The Qawwal Bacchon Ka Gharana or Delhi Gharana is the oldest khayal gharana of the Hindustani Classical music tradition. It was founded by Amir Khusrau and his students.

History
The members of this gharana have lived in Delhi for many generations. The gharana was founded by Amir Khusrau, pioneer of qawwali, tarana, and khayal. As a result, this gharana specializes in these genres.

Style
Members of this gharana approach raagdari with more freedom than the dhrupad-informed gharanas, like Gwalior, Jaipur, and Agra.
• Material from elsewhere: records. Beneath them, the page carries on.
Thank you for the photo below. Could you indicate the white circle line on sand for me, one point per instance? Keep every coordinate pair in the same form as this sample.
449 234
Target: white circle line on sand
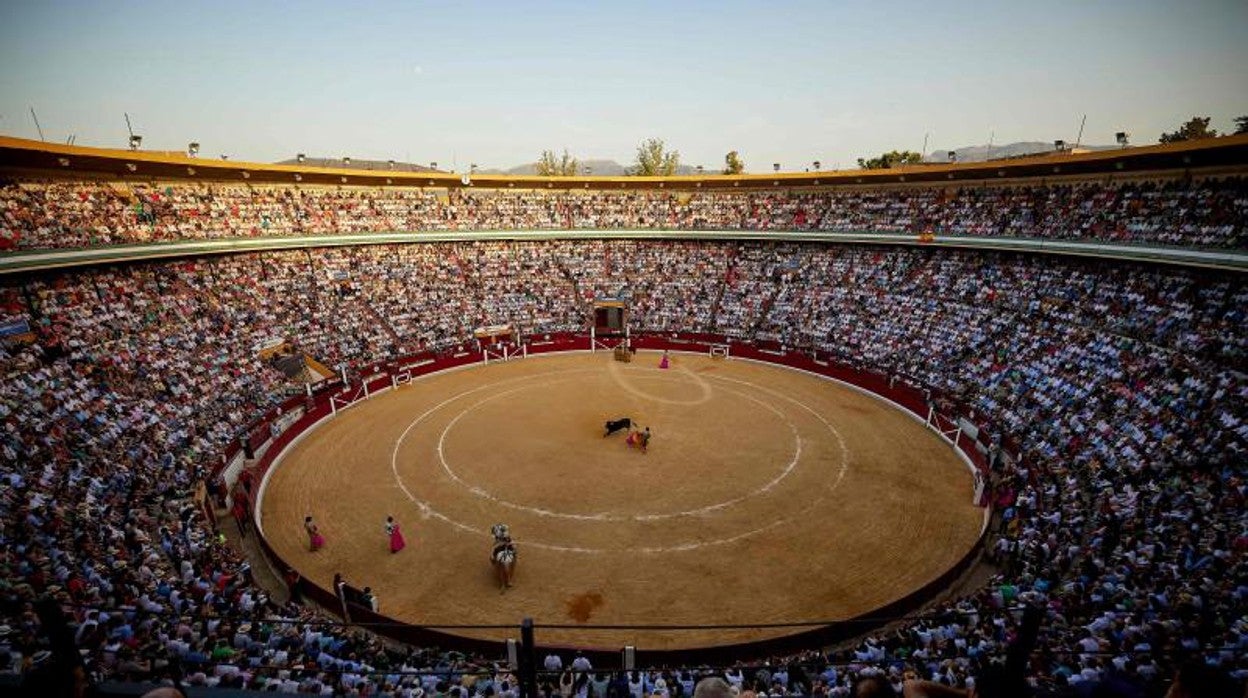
617 375
605 516
429 512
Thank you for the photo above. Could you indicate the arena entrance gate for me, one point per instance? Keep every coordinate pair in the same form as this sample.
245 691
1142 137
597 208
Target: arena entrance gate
609 329
499 342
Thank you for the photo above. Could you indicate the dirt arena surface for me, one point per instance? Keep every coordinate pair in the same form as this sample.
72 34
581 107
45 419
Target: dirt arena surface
766 496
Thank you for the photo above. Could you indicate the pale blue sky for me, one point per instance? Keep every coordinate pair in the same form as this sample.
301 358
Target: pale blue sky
497 83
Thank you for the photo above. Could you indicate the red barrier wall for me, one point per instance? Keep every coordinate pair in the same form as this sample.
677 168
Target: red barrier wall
912 398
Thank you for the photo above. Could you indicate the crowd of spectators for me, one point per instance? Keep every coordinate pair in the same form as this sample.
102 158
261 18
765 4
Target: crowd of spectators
1209 212
1117 393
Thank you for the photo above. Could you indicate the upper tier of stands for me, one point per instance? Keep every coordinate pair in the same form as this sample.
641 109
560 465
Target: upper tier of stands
1207 212
1121 386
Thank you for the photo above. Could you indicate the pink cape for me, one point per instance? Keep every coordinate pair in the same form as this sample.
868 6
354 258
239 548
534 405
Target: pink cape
397 541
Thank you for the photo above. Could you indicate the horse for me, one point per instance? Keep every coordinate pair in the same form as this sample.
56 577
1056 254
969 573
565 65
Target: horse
503 556
618 425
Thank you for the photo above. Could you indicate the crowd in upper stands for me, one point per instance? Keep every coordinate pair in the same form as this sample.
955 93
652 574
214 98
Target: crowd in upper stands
1117 391
1209 212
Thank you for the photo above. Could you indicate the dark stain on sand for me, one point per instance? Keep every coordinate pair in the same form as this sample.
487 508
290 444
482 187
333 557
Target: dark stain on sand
580 607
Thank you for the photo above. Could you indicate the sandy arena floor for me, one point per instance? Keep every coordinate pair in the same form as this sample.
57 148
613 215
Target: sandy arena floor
766 496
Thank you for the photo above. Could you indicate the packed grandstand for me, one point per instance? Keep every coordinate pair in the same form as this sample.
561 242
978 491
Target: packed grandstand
1117 388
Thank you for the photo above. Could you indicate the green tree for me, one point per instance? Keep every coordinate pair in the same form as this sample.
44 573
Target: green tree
654 160
1197 127
891 160
563 166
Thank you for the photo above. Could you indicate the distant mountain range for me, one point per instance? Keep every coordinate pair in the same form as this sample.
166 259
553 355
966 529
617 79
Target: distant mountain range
613 169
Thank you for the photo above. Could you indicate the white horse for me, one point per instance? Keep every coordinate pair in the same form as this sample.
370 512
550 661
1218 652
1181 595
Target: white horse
503 556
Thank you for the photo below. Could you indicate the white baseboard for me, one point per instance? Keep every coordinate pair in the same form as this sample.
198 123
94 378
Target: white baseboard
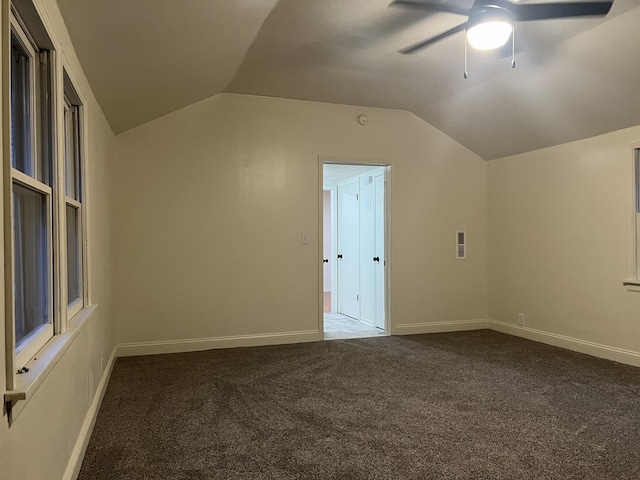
621 355
197 344
77 455
440 327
Emphasis on bhav and exposition are the hallmarks of this style.

Repertoire
In addition to extensive khayal compositions, the gharana is known for its qawwals.

Controversy
Some orthodox members of the Indian subcontinental or South Asian music world don't regard the Delhi gharana as an "authentic" one because its members include a number of tabla and sarangi players. Some believe these members do not represent a truly unique musical style. Scholars note the individual quality of each generation's leading singer. Though, this tradition is a gharana in familial terms.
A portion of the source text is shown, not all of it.